HC: Viele Lichtfestivals sind spannend, manche vor allem populär. Es gibt zunehmend „Events“, wo Licht schlicht Werbeträger ist, wie bei den großen Events in Lyon oder Berlin. Lichtfestivals als Marketingmaßnahme für die Tourismusförderung – besonders in Berlin, wo vor allem eine große Stadtverbuntung betrieben wird. Alles dreht sich, alles bewegt sich, die Welt wird abends kunterbunt. Böse Zungen sprechen von colour-pollution.

Welche kommenden Ereignisse ragen für Dich positiv heraus?

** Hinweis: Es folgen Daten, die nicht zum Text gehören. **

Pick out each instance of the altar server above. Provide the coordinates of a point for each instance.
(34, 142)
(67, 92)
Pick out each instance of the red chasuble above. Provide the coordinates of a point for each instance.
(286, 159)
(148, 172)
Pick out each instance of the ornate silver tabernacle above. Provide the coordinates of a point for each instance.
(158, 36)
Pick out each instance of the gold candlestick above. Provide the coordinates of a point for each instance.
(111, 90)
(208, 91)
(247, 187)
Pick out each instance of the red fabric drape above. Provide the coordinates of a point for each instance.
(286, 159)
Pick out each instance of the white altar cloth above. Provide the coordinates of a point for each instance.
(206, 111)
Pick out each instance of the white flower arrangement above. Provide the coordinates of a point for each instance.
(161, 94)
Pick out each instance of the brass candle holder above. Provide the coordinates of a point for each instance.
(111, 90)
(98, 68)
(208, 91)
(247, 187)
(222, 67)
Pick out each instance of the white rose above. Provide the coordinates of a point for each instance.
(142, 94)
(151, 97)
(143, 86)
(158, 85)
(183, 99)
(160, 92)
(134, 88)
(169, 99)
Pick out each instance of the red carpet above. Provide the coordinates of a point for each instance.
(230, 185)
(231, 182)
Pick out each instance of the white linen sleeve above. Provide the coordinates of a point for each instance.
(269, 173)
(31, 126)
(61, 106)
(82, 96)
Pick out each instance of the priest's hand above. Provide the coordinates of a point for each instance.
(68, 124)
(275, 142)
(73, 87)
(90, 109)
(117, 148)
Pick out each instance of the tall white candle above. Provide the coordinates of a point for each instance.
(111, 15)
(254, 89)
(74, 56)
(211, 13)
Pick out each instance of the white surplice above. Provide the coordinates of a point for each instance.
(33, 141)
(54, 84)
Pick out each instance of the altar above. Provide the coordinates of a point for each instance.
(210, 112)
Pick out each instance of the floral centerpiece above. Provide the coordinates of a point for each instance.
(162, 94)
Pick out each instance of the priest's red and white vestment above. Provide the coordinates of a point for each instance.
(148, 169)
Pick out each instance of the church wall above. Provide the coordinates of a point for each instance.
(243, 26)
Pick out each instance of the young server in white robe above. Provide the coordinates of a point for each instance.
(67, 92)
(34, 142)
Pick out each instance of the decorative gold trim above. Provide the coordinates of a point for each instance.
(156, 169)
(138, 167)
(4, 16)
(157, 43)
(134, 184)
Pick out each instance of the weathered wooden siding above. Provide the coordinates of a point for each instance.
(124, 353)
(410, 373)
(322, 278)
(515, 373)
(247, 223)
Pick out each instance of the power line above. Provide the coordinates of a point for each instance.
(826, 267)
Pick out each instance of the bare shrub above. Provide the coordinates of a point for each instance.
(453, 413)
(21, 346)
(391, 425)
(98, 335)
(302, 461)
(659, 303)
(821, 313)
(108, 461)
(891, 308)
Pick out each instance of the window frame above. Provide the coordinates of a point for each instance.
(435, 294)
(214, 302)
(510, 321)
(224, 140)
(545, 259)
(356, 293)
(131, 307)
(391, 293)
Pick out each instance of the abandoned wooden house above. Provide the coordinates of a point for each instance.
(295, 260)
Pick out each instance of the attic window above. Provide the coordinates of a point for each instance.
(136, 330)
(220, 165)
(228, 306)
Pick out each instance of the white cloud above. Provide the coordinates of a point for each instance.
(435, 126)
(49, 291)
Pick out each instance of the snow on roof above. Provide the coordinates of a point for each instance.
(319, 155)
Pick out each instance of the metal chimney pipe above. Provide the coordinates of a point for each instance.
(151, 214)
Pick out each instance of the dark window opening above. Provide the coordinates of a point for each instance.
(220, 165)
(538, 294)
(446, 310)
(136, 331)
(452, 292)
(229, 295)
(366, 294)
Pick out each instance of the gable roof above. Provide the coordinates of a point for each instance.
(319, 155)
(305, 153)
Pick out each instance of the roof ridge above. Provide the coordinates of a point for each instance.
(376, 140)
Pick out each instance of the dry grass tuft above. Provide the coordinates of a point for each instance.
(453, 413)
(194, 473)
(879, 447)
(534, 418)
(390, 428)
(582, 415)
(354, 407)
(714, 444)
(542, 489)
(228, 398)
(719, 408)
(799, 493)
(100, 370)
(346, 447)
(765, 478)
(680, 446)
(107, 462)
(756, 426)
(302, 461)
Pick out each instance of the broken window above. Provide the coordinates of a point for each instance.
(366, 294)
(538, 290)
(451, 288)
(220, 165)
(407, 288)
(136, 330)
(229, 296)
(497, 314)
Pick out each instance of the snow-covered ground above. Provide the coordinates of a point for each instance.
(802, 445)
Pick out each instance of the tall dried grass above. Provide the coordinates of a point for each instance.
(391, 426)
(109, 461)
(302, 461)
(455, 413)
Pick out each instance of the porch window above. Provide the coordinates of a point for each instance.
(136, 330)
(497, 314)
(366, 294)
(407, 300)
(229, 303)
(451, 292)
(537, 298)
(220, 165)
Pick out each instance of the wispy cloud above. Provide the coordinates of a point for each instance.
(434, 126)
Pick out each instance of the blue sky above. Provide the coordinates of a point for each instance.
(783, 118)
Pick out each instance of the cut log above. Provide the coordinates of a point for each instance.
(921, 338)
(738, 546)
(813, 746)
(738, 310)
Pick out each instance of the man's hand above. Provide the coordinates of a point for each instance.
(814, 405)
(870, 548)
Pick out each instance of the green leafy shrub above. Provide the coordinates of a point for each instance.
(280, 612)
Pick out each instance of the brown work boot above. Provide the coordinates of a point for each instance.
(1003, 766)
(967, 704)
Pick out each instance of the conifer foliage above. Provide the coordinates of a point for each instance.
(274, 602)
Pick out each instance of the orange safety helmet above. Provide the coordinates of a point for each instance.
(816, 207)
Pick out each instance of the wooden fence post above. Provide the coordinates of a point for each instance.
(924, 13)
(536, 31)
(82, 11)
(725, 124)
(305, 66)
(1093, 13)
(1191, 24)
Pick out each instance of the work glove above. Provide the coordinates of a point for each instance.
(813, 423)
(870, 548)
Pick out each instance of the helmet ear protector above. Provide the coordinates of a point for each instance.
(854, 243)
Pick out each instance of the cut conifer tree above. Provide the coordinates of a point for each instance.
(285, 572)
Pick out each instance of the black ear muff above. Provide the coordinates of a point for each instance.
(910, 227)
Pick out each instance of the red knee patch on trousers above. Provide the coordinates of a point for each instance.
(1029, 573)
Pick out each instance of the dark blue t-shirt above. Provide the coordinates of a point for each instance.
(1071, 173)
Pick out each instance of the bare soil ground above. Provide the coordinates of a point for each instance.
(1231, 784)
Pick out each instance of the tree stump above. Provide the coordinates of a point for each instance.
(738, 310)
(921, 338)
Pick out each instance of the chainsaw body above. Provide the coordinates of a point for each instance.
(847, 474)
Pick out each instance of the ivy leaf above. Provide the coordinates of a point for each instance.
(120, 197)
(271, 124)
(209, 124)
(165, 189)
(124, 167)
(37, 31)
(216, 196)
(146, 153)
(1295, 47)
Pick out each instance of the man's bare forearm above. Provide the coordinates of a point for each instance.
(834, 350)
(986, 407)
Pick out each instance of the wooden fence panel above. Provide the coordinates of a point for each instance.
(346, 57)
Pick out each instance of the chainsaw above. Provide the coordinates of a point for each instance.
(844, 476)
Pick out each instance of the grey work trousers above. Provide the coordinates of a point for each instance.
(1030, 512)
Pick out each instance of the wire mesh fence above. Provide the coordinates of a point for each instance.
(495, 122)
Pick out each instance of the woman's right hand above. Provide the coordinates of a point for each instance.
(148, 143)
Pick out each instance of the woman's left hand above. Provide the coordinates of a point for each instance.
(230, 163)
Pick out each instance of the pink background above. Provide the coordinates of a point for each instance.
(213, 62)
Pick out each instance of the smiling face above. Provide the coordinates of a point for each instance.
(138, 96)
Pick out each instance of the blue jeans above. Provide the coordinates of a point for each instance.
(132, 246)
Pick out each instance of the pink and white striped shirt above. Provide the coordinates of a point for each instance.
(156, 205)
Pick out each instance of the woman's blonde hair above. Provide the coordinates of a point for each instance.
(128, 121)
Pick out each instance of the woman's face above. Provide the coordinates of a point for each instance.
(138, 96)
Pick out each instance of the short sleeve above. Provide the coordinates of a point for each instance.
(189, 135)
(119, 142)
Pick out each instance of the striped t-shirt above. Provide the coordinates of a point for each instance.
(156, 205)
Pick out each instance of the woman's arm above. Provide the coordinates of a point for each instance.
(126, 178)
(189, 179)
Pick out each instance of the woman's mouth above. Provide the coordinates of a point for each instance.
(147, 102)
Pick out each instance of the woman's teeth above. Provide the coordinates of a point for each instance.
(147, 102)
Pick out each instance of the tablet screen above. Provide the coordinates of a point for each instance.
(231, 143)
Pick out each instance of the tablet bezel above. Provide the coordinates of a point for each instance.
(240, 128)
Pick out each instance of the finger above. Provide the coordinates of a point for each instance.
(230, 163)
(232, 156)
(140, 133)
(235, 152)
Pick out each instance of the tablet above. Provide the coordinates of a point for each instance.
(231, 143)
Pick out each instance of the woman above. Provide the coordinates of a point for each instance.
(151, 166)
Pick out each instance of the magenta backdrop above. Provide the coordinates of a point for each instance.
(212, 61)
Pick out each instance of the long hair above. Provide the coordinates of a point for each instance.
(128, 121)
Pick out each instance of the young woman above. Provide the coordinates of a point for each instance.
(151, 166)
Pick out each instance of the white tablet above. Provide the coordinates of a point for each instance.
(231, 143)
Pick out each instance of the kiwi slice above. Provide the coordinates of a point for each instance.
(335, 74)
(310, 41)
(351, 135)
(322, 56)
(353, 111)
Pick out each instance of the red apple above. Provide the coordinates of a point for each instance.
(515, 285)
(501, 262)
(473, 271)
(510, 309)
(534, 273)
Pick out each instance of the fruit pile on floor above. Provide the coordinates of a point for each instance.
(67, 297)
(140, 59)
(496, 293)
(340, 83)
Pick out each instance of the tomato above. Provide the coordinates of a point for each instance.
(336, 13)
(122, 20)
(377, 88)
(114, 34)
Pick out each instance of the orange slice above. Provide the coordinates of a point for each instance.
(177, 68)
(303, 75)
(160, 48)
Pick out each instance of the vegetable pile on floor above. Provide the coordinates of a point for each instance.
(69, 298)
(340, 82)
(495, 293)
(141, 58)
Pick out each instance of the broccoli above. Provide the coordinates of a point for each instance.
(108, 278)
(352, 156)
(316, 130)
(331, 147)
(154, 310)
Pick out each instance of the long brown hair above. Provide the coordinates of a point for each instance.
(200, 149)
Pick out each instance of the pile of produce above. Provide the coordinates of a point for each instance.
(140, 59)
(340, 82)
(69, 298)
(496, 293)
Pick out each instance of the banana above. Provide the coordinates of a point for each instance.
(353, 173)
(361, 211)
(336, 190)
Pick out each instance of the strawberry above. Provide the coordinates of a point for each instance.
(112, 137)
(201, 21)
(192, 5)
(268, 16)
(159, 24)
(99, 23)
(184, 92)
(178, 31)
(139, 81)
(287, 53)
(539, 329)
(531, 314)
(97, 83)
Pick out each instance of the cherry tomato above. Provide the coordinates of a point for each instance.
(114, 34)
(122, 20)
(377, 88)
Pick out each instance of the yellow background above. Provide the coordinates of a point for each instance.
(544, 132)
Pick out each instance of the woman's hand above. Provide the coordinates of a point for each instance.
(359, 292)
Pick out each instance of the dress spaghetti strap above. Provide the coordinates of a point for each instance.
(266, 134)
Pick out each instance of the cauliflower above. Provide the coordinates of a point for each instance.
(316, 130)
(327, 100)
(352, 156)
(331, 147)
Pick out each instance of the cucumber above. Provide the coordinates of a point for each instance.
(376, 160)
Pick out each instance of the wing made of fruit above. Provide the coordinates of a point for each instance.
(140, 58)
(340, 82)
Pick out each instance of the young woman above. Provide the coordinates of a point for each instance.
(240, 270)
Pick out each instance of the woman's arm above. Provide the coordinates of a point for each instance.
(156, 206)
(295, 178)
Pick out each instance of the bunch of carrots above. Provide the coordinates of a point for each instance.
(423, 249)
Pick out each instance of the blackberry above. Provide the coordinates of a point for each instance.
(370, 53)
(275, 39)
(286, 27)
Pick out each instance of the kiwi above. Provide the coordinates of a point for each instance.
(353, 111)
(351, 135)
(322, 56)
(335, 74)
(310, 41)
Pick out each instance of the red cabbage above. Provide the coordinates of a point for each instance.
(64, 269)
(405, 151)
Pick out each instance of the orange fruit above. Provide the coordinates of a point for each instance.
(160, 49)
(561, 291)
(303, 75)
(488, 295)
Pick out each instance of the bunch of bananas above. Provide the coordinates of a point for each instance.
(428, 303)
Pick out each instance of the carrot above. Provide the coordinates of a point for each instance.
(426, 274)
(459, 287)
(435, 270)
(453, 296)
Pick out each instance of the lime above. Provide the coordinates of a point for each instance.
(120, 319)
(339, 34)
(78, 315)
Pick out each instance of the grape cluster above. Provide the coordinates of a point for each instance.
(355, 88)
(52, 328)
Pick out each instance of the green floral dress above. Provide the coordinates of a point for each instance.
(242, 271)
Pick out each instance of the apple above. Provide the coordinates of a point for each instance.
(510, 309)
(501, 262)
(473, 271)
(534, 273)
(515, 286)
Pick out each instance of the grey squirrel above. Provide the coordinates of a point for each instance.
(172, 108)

BP: Du sprichst damit die Frage der Qualität an. Nicht immer sind in die Entwicklung und Realisierung von Licht-affinen Projekten professionelle Lichtdesigner/innen, Künstler/innen oder Kurator/inn/en involviert. Ich bin sehr zuversichtlich, was das Publikum angeht, das es unterscheiden kann, wo es etwas zu entdecken gibt und wo visuelle Klischées bedient werden. Bei der Presse bin ich mir da manchmal nicht so sicher. Da reicht es schon, wenn das Brandenburger Tor bunt ist, um es international zu kommunizieren. Da wünsche ich mir mehr Fachverstand und Sehvermögen. Mein nächstes Projekt findet während der Bundesgartenschau 2011 auf dem Weltkulturerbe Festung Ehrenbreitstein statt. Im Mai zeigen wir für zehn Tage Installationen und Interventionen, die unter dem Titel „Von blauen Blumen“ sich mit der romantischen Idee der Naturbetrachtung zum besseren Selbst-und Weltverständnis auseinandersetzen. Du bist herzlich eingeladen.